Ca²⁺ current after strong depolarizing pulses in Ci-VSP–expressing fibers. In each panel, top traces show the two voltage-pulse protocols that were applied to the fiber; the protocol with prepulse to 120 mV (test) was bracketed by two protocols with prepulse to 20 mV (controls). (A–C) Superimposed membrane current records in response to the above shown protocols. Currents recorded during the two control protocols are in black, whereas current elicited by the test protocol is presented in red. In A, records are presented at both low (top) and high magnification (bottom). In B and C, only the high magnification views are presented. (D) Mean values for the ratio of Ca²⁺ current amplitude after the prepulse to 120 mV to its amplitude after the prepulse to 20 mV; values are plotted versus the pulse interval between the pre- and test pulses. Results are from seven VSP-negative and eight Ci-VSP–positive fibers. Error bars represent ± SEM.

PLCδ₁PH-mRFP fluorescence in fibers expressing Ci-VSP. (A) Confocal images of a portion of a muscle fiber expressing Ci-VSP using the pIRES-EGFP plasmid and PLCδ₁PH-mRFP. The image on the right shows the PLCδ₁PH-mRFP fluorescence at higher magnification, and the graph below shows the fluorescence profile along the longitudinal axis of the highlighted rectangular region (yellow box). (B) Time course of change in PLCδ₁PH-mRFP fluorescence averaged over a given area of the fiber while applying 5-s-long depolarizing pulses according to the protocol shown on top (closed circles); superimposed time course of change in PLCδ₁PH-mRFP fluorescence measured subsequently over a nearby fiber area while no pulse was applied (open circles); synthetic trace generated from a two-exponential fit to the closed-circles record, using only the 20 first and 20 last values in the record for the fit (line). (C) Changes in fluorescence associated with the depolarizing pulse protocol after normalization by the record taken when no pulse was applied (closed circles); changes in fluorescence associated with the depolarizing-pulse protocol after normalization by the synthetic record (open circles).

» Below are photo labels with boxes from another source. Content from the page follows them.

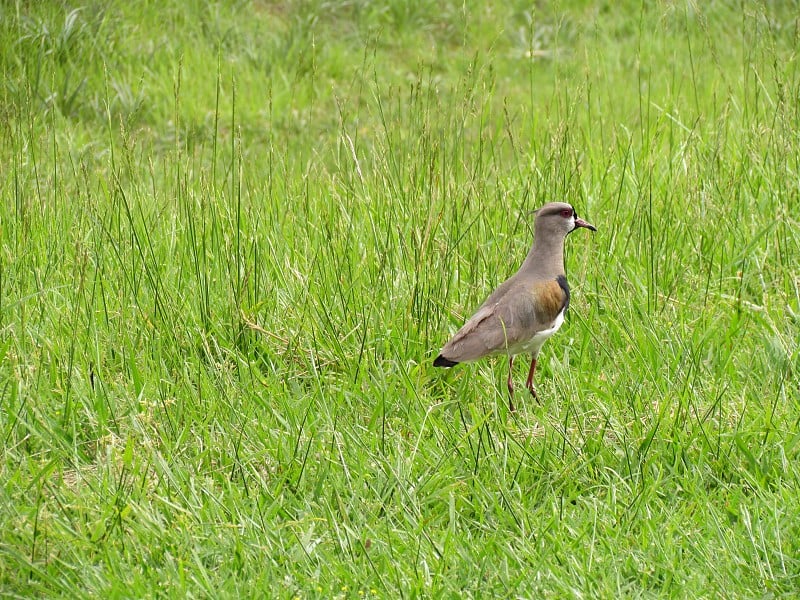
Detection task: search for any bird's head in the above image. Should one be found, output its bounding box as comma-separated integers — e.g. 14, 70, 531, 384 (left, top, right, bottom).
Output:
534, 202, 597, 237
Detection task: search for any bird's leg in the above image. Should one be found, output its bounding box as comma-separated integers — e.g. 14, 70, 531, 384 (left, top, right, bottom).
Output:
507, 356, 515, 412
525, 356, 539, 401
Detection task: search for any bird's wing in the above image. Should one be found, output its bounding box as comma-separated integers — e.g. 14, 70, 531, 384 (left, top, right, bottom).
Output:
441, 279, 569, 362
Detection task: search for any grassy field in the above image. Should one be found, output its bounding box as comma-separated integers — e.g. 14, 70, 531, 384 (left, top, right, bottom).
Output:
0, 0, 800, 598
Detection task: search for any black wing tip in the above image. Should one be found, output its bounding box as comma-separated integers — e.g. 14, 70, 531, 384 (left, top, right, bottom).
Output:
433, 354, 458, 367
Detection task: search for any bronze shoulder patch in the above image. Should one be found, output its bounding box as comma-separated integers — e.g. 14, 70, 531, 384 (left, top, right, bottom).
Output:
532, 279, 569, 323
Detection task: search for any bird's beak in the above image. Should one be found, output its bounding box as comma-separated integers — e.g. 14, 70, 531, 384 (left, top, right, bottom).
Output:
575, 217, 597, 231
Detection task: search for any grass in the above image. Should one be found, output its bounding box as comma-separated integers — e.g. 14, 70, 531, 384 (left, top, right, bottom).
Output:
0, 0, 800, 598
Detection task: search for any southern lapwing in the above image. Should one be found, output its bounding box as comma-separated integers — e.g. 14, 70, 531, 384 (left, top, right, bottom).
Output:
433, 202, 597, 412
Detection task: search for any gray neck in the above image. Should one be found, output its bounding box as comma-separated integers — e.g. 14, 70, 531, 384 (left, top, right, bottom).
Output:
520, 233, 566, 277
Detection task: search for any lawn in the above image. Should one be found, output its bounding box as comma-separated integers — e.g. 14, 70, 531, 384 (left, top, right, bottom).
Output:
0, 0, 800, 598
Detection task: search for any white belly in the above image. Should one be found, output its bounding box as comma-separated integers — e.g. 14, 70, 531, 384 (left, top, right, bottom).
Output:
506, 310, 566, 356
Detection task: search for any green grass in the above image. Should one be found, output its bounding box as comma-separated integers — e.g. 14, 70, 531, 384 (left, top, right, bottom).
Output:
0, 0, 800, 598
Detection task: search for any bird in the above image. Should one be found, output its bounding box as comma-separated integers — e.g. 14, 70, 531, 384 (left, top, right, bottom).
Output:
433, 202, 597, 412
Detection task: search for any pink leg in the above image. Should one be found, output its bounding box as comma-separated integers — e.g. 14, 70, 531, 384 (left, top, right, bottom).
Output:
525, 356, 539, 400
508, 356, 515, 412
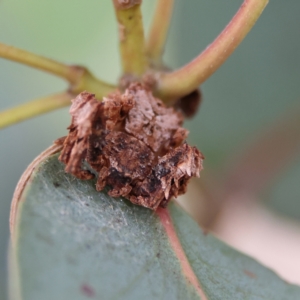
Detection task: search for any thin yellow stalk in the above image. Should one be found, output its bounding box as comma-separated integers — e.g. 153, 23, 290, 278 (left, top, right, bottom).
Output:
156, 0, 268, 100
0, 43, 78, 83
0, 93, 72, 129
0, 43, 116, 99
114, 0, 147, 77
146, 0, 174, 66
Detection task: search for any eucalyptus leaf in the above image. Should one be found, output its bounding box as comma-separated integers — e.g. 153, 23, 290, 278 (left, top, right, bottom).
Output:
10, 154, 300, 300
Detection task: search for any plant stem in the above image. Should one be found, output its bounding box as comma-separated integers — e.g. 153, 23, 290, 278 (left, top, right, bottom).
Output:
0, 43, 77, 83
156, 0, 268, 101
0, 43, 116, 99
146, 0, 174, 66
0, 93, 72, 128
113, 0, 147, 77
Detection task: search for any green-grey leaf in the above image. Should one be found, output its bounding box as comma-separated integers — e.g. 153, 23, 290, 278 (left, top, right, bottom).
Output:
10, 155, 300, 300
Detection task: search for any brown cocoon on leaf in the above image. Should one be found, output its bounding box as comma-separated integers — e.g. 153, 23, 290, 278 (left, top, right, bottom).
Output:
59, 83, 203, 210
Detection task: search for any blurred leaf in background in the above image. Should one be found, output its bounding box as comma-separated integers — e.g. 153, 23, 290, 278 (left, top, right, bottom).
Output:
0, 0, 300, 300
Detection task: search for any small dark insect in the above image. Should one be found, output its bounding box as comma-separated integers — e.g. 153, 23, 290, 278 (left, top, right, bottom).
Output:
59, 83, 203, 210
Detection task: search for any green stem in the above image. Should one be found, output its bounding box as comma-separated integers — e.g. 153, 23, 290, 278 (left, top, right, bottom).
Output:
113, 0, 147, 77
0, 93, 73, 129
146, 0, 174, 66
156, 0, 268, 101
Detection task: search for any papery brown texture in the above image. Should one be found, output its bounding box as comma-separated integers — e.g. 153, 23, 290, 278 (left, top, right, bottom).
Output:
59, 83, 203, 209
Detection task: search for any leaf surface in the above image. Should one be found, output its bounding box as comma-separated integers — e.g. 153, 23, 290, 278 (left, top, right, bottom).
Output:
10, 154, 300, 300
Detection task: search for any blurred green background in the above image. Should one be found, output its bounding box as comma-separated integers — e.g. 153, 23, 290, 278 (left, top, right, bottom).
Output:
0, 0, 300, 300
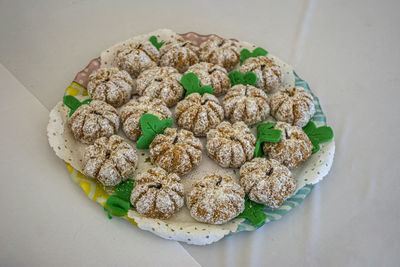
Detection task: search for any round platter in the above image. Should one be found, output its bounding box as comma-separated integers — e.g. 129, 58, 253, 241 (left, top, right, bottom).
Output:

Spatially segregated distinct changes in PLCδ₁PH-mRFP fluorescence upon strong membrane depolarization in fibers expressing Ci-VSP. (A) Confocal images of a portion of a muscle fiber expressing Ci-VSP and PLCδ₁PH-mRFP. Images from left to right were taken before, during, and after a 5-s-long depolarizing pulse to 50 mV, respectively. The graph below each image shows the fluorescence intensity profile along the rectangular area highlighted in the image on the left. (B; left graph) Difference between the intensity at a given location of the fluorescence profile during the pulse (Fluo+50) and its corresponding intensity before the pulse (Fluo−80(1)) versus Fluo−80(1). (Right graph) Difference between the intensity at a given location of the fluorescence profile during the pulse (Fluo+50) and its corresponding intensity after the pulse (Fluo−80(2)) versus Fluo−80(2). (C) Result of the analysis similar to that shown in Fig. 9 C, except that pixels with high initial intensity and low initial intensity were separated; pixel selection was achieved by adjusting manually the threshold tool in ImageJ in the first image of the sequence. (D) Mean relative peak change in PLCδ₁PH-mRFP fluorescence versus membrane potential calculated from three fibers that experienced the pulse protocol shown in C; closed circles, open squares, and open circles correspond to values obtained using all, high intensity, and low intensity initial pixels, respectively. Error bars represent ± SEM.